Recovering HFS Partitions
Apple Partition Recovery (HFS / HFS+)
EnCase 6, as of this writing (July 2008), will recognize the EFI / GPT partition tables used with the Intel-based Mac OS X operating system. As EnCase has supported HFS / HFS+ file systems for quite a while, it will mount these file systems as defined in the EFI / GPT partition tables.
Thus, in a perfect world you should need only to point EnCase to the Apple physical drive and the mounting of the Mac file system should occur. But, we don't all live in a perfect world and for a variety of reasons, this may not happen as expected and you may be faced with having to manually recover the Apple partition. There are several reasons why this may happen. Here are a few reasons:
If you find yourself in a position where you have to manually recover an Apple partition, the below steps should get you through the process.
Partition Recovery Steps:
If you mount your Apple physical drive and EnCase returns "Unused Disk Area" in lieu of a mounted file system, first make sure your dongle is inserted and it being seen by EnCase. In other words, make sure it is NOT in acquisition mode. While this may seem as simple as saying plug in the power cord and turn on the computer, in all sincerity, this is an important first step!
If you are sure that EnCase is not in acquisition mode and that your Apple drive is being reported as "Unused Disk Area", as seen below, then you are ready to start recovering the partition.
The first step is to create two keywords, which are "H+" and "HFS". Don't use the quotes and make them case sensitive as shown below.

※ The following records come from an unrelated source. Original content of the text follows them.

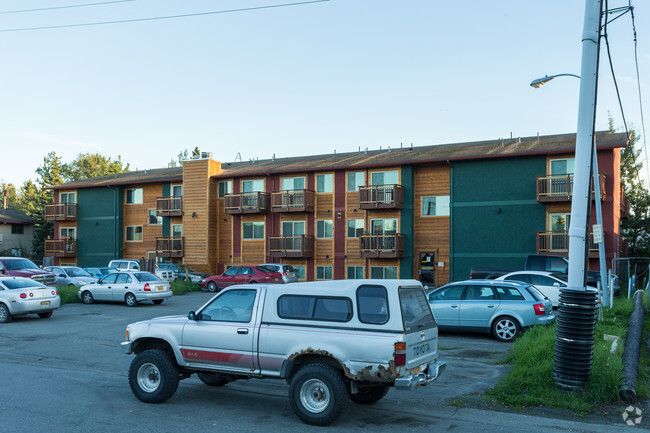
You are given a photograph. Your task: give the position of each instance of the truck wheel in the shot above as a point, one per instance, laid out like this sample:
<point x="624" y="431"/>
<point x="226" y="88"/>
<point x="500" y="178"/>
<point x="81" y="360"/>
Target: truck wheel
<point x="213" y="379"/>
<point x="153" y="376"/>
<point x="5" y="315"/>
<point x="318" y="394"/>
<point x="505" y="328"/>
<point x="370" y="395"/>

Next, start a search of the entire Apple drive for the above two search terms.
Let your search run for about a minute and then double click on the search progress bar in the lower right corner to stop the search. For a normal default installation of an Apple partition, you'll find what you need within less than a minute as the partition starts very close to the beginning of the drive.
Go to your search hits view. Find your "Bookmark Sector" column and drag it over so it appears next to your "Hit Text" column as shown below. Sort by "Bookmark Sector" and use the "set included folders" button to cause both keywords to display. In other words "home plate" both keywords. When you are set up as shown below, you can view both these keywords in the order they appear on the disk (sector sort). At the first occurrence of both these keywords in the same sector, you have found what you are looking for. Note that in the below example, H+ and HFS are appearing in sector 409,642. While this is not the precise beginning point of the partition, you are very close. You are, in fact, two sectors into the partition.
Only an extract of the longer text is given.